To the southeast of the original Belur Math shrine stands Swami Vivekananda's room with a balcony that overlooks the Hooghly to the east. He had lived here till he died in 1902. The first-floor room, usually opened only to VIPs, has a collection of items that he had used, including his bed, table, walking stick and slippers.
In the courtyard in front of the room stands a mango tree under which Vivekananda would meet visitors and devotees, seated on a camp cot.
"The Prime Minister spent nearly 25 minutes meditating on the floor of this room," a monk said. "As he stepped out of the room, he looked so much at peace."
A senior monk of the Ramakrishna Math and Mission said Modi expressed gratitude to the authorities for allowing him to meditate there. "He was very happy spending time inside Swami Vivekananda's first-floor room. After meditating, he offering pranam by rubbing his head on the wooden slippers of Swamiji."
The glass casing over the slippers had been removed for Modi to pay his respects to the man he considers his spiritual guru.
Modi had last meditated in Swami Vivekananda's room in 2013, when he was the chief minister of Gujarat.
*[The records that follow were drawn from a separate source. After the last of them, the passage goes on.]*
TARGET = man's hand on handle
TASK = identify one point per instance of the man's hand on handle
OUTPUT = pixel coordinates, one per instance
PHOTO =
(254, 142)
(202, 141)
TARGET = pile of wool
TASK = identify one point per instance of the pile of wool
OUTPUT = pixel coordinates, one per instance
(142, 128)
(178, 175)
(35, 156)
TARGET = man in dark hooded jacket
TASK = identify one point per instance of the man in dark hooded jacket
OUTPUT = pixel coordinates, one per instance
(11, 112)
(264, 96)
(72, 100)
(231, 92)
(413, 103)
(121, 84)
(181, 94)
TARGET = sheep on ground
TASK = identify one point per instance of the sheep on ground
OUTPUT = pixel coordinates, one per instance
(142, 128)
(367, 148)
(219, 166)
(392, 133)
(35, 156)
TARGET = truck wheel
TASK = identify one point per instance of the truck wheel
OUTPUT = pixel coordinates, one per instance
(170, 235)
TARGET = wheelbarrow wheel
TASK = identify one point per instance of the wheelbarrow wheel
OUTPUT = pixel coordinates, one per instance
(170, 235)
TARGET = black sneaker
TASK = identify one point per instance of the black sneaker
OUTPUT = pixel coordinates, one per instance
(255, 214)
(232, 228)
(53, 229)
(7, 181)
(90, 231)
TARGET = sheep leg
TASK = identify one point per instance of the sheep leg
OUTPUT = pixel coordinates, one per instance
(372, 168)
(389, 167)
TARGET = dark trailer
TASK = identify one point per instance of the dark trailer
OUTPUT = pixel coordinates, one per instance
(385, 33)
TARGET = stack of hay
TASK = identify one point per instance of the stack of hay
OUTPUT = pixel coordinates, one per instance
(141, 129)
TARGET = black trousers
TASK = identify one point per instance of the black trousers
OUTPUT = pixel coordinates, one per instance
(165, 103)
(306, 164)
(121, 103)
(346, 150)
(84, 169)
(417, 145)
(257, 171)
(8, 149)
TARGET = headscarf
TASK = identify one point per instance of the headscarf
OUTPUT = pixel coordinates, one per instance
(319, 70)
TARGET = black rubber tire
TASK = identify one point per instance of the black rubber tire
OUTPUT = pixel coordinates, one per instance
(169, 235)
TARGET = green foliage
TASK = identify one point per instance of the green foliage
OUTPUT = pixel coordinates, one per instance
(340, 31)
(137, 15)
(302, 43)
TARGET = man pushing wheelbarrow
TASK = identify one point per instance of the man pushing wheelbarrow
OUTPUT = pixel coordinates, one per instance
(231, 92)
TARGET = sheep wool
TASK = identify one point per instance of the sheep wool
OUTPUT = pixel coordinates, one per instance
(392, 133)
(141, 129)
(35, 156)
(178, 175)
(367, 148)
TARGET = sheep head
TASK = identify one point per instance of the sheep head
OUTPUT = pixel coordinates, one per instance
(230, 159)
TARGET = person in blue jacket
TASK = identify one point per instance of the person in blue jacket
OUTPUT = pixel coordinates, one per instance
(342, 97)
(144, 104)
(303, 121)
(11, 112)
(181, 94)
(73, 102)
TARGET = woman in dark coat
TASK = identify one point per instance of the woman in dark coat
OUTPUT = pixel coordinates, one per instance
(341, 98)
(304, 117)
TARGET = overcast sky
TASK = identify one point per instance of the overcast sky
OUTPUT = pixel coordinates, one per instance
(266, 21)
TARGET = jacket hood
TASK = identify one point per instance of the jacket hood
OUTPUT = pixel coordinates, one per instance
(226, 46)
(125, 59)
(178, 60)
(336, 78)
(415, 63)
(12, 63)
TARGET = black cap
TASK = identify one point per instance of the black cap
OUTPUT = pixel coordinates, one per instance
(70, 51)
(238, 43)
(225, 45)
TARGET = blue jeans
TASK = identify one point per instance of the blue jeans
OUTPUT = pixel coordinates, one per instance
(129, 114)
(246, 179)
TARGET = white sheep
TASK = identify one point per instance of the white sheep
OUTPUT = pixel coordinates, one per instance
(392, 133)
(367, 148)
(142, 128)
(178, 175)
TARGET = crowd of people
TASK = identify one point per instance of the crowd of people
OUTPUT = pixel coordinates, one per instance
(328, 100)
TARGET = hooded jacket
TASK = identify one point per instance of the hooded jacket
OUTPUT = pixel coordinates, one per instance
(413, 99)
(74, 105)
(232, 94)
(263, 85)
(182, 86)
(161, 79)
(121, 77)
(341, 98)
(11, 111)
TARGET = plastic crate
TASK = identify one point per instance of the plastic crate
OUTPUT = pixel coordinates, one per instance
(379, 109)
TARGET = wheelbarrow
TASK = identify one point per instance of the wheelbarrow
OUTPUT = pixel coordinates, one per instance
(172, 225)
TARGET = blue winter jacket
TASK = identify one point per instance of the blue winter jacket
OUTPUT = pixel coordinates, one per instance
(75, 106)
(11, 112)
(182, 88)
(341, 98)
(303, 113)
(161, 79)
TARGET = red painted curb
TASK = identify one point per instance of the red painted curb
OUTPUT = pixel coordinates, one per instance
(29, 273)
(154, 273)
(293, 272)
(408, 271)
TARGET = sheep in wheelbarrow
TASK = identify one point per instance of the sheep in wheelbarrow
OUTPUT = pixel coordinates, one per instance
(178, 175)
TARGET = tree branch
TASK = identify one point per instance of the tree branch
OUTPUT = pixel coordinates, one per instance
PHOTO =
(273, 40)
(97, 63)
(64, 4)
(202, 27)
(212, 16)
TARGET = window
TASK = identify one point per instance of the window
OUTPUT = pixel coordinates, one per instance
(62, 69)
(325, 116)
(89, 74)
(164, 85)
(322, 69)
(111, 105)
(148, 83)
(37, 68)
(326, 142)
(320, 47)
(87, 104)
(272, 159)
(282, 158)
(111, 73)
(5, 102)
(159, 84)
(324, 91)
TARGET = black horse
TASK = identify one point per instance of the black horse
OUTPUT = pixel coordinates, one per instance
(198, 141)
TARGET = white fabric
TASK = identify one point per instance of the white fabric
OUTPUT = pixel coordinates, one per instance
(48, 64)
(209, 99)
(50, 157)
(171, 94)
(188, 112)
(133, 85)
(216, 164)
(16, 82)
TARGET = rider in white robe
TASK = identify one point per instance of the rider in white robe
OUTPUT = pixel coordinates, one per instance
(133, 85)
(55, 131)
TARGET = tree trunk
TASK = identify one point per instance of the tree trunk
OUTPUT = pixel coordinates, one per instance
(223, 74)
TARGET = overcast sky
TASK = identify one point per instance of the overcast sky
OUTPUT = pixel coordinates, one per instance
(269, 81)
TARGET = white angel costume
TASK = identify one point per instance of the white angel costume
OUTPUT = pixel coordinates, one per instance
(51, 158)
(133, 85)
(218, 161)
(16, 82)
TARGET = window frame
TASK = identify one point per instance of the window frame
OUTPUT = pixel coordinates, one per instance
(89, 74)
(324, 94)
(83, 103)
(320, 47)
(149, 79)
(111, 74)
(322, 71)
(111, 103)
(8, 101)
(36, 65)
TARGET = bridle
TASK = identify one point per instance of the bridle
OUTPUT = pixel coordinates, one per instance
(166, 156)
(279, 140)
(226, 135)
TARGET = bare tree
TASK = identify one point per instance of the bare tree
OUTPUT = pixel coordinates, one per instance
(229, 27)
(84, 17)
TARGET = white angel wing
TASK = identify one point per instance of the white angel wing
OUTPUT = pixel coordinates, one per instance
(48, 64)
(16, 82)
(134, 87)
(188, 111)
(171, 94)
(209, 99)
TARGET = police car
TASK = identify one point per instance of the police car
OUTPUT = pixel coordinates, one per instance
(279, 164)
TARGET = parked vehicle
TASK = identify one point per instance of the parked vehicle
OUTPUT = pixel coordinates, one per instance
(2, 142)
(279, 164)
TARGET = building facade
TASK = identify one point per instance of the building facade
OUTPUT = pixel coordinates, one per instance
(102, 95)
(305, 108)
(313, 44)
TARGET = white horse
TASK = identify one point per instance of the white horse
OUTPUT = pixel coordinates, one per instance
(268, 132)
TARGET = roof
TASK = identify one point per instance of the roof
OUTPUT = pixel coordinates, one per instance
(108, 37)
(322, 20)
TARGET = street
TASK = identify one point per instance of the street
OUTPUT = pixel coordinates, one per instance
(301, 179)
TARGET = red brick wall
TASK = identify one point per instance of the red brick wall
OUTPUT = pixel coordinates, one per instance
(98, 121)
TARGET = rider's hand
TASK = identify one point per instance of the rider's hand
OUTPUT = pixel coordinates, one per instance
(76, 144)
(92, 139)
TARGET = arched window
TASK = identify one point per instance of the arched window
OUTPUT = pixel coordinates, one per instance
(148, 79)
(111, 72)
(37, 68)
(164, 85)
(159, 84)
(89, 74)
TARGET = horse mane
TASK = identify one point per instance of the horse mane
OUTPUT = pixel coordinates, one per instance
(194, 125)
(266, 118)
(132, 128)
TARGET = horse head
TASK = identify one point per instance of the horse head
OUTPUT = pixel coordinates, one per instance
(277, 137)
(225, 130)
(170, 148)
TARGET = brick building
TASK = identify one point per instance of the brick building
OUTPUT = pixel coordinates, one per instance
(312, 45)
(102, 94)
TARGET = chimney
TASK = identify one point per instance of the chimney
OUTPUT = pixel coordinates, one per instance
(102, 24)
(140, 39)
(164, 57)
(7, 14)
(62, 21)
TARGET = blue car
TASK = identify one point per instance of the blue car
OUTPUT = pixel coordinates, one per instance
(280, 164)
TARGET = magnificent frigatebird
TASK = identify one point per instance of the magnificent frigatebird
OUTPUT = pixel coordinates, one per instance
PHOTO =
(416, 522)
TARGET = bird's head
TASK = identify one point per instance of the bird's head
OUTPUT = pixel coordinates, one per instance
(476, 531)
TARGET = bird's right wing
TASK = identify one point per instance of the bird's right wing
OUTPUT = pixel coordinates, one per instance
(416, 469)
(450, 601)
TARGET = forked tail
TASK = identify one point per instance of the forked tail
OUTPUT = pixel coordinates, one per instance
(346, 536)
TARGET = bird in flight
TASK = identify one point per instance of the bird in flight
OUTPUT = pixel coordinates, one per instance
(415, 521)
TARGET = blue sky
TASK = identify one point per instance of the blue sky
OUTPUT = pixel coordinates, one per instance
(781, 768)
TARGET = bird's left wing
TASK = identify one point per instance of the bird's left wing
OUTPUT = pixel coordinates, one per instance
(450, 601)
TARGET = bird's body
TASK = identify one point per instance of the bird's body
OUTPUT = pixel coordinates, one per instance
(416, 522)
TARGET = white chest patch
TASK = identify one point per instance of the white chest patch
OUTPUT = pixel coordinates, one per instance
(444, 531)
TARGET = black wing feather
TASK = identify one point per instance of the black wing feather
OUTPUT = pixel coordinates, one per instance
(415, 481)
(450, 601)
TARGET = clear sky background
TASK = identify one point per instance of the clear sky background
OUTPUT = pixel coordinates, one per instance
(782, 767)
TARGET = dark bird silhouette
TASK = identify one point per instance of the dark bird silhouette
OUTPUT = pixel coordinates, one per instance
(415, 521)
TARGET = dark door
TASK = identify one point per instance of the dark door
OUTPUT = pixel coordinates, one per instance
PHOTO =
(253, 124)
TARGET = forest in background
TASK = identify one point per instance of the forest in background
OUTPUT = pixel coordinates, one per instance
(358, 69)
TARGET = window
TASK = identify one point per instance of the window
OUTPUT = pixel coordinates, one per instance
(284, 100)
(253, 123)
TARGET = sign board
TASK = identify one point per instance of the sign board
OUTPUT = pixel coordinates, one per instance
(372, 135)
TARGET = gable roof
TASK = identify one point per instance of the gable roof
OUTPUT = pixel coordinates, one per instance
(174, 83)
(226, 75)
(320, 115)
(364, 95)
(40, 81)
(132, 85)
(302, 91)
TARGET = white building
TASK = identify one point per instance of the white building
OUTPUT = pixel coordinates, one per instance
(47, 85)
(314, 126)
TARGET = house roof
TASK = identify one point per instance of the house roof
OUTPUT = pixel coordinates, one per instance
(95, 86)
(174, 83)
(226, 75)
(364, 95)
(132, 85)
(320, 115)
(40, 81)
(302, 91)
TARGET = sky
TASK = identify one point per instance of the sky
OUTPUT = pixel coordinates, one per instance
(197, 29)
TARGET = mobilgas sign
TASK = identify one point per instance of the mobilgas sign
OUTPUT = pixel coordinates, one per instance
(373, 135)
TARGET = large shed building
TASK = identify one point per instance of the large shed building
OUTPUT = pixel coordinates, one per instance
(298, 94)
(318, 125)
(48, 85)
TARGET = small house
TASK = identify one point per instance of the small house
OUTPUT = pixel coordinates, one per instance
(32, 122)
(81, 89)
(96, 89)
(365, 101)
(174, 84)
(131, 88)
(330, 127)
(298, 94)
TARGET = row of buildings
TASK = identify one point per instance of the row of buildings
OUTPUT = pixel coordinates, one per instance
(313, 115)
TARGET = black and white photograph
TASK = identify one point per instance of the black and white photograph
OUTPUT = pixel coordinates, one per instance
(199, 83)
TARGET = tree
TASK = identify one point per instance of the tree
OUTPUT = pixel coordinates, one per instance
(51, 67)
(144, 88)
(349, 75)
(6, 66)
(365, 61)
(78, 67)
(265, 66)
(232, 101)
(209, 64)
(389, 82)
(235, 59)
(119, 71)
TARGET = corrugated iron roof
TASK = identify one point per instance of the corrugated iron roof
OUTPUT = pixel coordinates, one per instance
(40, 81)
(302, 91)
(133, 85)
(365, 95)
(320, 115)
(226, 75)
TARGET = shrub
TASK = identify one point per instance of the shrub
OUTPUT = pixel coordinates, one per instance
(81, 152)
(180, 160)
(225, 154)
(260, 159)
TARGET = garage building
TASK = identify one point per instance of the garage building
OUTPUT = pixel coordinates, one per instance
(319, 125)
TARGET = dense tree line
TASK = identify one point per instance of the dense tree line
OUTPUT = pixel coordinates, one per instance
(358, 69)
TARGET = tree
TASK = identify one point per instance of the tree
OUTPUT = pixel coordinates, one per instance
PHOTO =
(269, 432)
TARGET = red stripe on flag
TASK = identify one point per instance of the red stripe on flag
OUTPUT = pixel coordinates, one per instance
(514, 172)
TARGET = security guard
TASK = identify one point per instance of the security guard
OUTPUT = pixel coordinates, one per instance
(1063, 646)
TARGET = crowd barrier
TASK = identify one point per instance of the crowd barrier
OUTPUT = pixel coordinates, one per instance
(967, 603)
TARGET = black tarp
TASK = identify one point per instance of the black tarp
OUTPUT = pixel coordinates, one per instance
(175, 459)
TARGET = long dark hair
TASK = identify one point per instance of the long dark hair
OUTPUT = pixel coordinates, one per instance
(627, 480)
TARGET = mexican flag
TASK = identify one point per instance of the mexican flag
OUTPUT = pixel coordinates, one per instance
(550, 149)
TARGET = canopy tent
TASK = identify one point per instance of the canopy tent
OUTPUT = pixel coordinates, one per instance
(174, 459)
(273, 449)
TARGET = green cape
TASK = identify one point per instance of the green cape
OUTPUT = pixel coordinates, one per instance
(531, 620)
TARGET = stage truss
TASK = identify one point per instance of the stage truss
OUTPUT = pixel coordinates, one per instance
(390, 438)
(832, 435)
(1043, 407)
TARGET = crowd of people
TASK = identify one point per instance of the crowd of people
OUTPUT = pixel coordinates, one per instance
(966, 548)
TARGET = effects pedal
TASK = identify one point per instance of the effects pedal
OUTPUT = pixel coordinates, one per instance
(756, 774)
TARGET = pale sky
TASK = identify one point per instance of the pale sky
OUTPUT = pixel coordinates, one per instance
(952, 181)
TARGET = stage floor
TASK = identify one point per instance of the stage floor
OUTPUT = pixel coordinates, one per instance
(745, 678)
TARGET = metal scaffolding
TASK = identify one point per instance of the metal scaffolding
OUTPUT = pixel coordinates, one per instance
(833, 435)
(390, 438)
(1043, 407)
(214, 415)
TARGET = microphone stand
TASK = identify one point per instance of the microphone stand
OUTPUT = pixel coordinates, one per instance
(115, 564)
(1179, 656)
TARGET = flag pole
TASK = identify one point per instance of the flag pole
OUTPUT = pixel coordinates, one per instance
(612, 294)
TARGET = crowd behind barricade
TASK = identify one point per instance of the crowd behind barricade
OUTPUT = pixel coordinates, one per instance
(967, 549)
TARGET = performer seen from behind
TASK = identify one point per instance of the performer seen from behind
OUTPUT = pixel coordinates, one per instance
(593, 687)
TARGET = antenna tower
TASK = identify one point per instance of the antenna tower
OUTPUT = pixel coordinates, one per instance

An air-conditioner has been installed in the room since that visit.
Meditation over, the Prime Minister visited the temples of Swami Brahmananda, Sri Sarada Devi and Swami Vivekananda, all on the riverbank. Like many devotees do, he circled the Sarada Devi temple once.
Modi had breakfast with senior monks in a ground-floor room in a building opposite the main temple in the complex. The breakfast platter included upma, pakora, white sweets made of cottage cheese, fruits, small samosas, rice crispies, peanuts, a bowl of payesh and a cup of Darjeeling second flush tea, sources said.
"The Prime Minister nibbled at the food but he did finish the bowl of payesh because it had been offered as prasad," a monk said.
On Saturday too, the Prime Minister had a couple spoons of payesh while visiting the ailing president of the Ramakrishna Math and Mission, Swami Atmasthananda, at the Ramakrishna Mission Seva Pratisthan.
The building in which he had his Sunday breakfast used to be main office building of the Mission. In 1966, a young Modi had met the then president of the Mission, Swami Madhavananda, hoping to join the order as a brahmachari. Swami Madhavananda dissuaded the young Modi, saying his calling lay elsewhere. Swami Atmasthananda, then the head of the Rajkot unit of the order, had referred Modi to Belur Math.
During his discussion with senior monks, Modi said that the 150th birth anniversary of Sister Nivedita should be observed properly. Nivedita, a disciple of Swami Vivekananda, was born in 1867.
Before leaving Belur around 9.35am, Modi had his picture taken with the monks, a rare sight at a place where young brahmacharis usually have their picture taken formally alongside senior monks only once: when they are ordained as monks.
After the photo-op, the Prime Minister joined the monks in chanting Vedic hymns that ended with a chorus of " shanti, shanti, shanti". He left for Asansol with an uttoriyo, a dhoti, a shawl and several books on Sri Ramakrishna and Swami Vivekananda as gifts.